To determine whether intrudopodia might be relevant to phagocytosis in vivo, we reexamined F4/80-stained sections of B16 CD47 KO lung metastases from mice treated with anti-Tyrp1 injections and focused on regions with aggregated macrophages. We observed macrophages that appeared to form wedges and intrudopodia between B16 cells based on their extensions between B16 nuclei (Fig. 4D). While fixed sections provide only a single time point that does not reveal intrudopod dynamics, the extension of such structures is nonetheless consistent with our observations of phagocytic macrophages in spheroids.

Antitumor Macrophages in Human Tumors Express High Levels of ITGAL and Low Levels of Actin Crosslinking Genes.

To begin to extend our finding to human cancers, we next sought to compare in vitro polarized M1 and M2 macrophages with recently identified macrophage subtypes in human tumors. We focused on CXCL9⁺ TAMs (1) that accumulate at the interface between tumor nests and stroma (SI Appendix, Fig. S1). These macrophages associate with favorable patient outcomes and are therefore considered antitumor TAMs in contrast with protumor SPP1⁺ TAMs. We again analyzed BMDM transcriptomic data and observed significant upregulation of Cxcl9 and significant downregulation of Spp1 in all three M1 datasets whereas neither gene changed significantly in the M2 datasets (Fig. 5A). The “CS ratio” of Cxcl9 counts to Spp1 counts from the RNA-seq dataset was very low in M0 and M2 BMDMs but was of order one in M1 BMDMs (Fig. 5B and SI Appendix, Fig. S14A). It should be noted, however, that Spp1 expression is high across all three in vitro macrophage types and changes much less drastically than Cxcl9 upon polarization (SI Appendix, Fig. S14A). In that sense, in vitro polarized macrophages differ from bona fide CXCL9⁺ TAMs and SPP1⁺ TAMs in which CXCL9 and SPP1 expression appeared mutually exclusive by single-cell RNA-seq and immunofluorescence analyses (1). Furthermore, both CXCL9⁺ TAMs and SPP1⁺ TAMs express a combination of M0, M1, and M2 gene signatures rather than a gene expression profile dominated by one particular type of in vitro polarized macrophage (1). Based on these observations, we consider M1 BMDMs used in our tumoroid and clustering assays to be a type of CXCL9⁺ macrophage but distinct from antitumor CXCL9⁺ TAMs (Fig. 5C and SI Appendix, Fig.
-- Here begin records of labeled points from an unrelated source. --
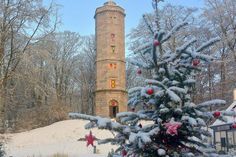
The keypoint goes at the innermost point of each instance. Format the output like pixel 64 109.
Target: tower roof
pixel 110 5
pixel 110 2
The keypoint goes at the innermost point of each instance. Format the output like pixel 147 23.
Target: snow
pixel 230 119
pixel 60 137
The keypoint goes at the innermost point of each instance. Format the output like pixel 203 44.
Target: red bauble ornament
pixel 123 153
pixel 196 62
pixel 139 71
pixel 150 91
pixel 217 114
pixel 156 43
pixel 233 126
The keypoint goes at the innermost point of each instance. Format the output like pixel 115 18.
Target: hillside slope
pixel 60 137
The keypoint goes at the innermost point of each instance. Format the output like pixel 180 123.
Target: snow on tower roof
pixel 230 119
pixel 110 2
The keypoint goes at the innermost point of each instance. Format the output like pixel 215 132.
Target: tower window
pixel 112 65
pixel 113 83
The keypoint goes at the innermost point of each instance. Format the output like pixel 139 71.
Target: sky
pixel 77 16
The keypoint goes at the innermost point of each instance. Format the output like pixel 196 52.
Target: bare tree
pixel 22 23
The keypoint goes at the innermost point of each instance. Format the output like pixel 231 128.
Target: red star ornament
pixel 90 139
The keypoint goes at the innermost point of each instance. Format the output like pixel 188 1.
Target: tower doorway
pixel 113 108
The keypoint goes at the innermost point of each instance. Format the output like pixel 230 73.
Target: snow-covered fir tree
pixel 175 125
S14B). Likewise, M0 and M2 BMDMs could be considered CXCL9⁻ SPP1⁺ macrophages but are almost certainly distinct from the protumor SPP1⁺ TAMs (Fig. 5C and SI Appendix, Fig. S14B).
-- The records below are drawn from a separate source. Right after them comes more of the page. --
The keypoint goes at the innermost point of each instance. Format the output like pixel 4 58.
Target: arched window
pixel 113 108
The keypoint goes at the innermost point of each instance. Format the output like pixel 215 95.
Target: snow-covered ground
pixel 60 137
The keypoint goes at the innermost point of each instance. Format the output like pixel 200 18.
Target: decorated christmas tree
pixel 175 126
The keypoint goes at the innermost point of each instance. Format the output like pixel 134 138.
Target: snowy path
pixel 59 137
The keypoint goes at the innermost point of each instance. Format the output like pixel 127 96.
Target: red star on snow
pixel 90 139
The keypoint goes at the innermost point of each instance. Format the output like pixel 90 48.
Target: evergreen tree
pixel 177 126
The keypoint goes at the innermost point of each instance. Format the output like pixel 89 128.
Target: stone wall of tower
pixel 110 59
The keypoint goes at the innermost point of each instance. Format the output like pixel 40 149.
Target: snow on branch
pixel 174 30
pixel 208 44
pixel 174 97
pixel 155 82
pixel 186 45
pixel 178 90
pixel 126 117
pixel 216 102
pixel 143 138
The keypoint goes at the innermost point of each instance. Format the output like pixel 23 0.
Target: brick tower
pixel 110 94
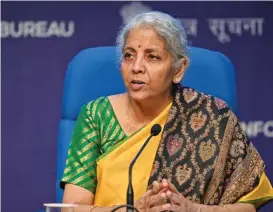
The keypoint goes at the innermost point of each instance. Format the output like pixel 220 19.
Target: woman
pixel 201 161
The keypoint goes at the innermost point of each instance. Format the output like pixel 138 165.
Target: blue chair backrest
pixel 94 72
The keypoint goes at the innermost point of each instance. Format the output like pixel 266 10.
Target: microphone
pixel 155 130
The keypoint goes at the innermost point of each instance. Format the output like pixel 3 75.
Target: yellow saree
pixel 112 168
pixel 202 151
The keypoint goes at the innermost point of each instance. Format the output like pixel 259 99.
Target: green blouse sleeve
pixel 80 166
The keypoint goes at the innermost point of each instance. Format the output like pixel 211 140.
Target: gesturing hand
pixel 153 200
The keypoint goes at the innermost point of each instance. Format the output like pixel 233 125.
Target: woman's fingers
pixel 172 187
pixel 174 198
pixel 160 208
pixel 157 199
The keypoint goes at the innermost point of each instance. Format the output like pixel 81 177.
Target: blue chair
pixel 94 72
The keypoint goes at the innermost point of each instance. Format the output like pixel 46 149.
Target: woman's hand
pixel 154 200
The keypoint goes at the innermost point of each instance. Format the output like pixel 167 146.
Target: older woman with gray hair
pixel 201 161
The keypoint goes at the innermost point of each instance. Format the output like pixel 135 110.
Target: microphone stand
pixel 130 190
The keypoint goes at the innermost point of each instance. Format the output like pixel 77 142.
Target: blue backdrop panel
pixel 40 38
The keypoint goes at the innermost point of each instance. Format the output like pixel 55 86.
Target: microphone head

Fig. 5. — *ITGAL* expression in human tumors correlates with antitumor macrophage abundance and patient survival. (A) Heat map of fold changes in expression of *Cxcl9* and *Spp1* between polarized (M1, M1’, or M2) and unpolarized (M0) BMDMs from datasets listed in *SI Appendix*, Table S1. * indicates an adjusted P < 0.05 across all three M1 or M1’ datasets. (B) Ratio of *Cxcl9* to *Spp1* counts in in vitro polarized BMDMs calculated from fragments per kilobase million (FPKM) reported in GSE158094 in ref. 43. (C) Visualization of CXCL9 expression in in vitro polarized BMDMs and TAMs from human cancers. DN TAMs = double-negative (*CXCL9*⁻*SPP1*⁻) TAMs. (D) Spearman correlation coefficients between gene expression in macrophages and the CS TAM ratio in human head and neck squamous cell carcinoma produced from data reported in ref. 1. Correlation coefficients are arranged by rank. The CS TAM ratio describes the relative expression of *CXCL9* in TAMsto *SPP1* in TAMs in a patient's tumor. Other genes with macrophage expression levels that correlate with the CS TAM ratio and that encode proteins implicated in phagocytosis or actin crosslinking and contractility are indicated. (E and F) Kaplan–Meier survival plots for human liver cancer (E) as a representative cancer type and summary plots of hazard ratios (HR) across additional types of human cancers (F). Patients were stratified based on the ratio of *ITGAL* to *SPP1* expression (top three plots in E and left plot in F) or the ratio of *CXCL9* to *SPP1* expression (bottom plot in E and right plot in F). *ITGAL*/*SPP1* ratio analyses were performed separately for all patients, for patients with tumors enriched in macrophages, and for patients with tumors having low numbers of CD8⁺ T cells using options available in the KMplot pan-cancer RNA-seq webtool. *CXCL9*/*SPP1* ratio analyses were performed for all patients using KMplot and are shown together with data from ref. 1 to demonstrate comparable effects on survival in both sets of patient data. n.d., no data.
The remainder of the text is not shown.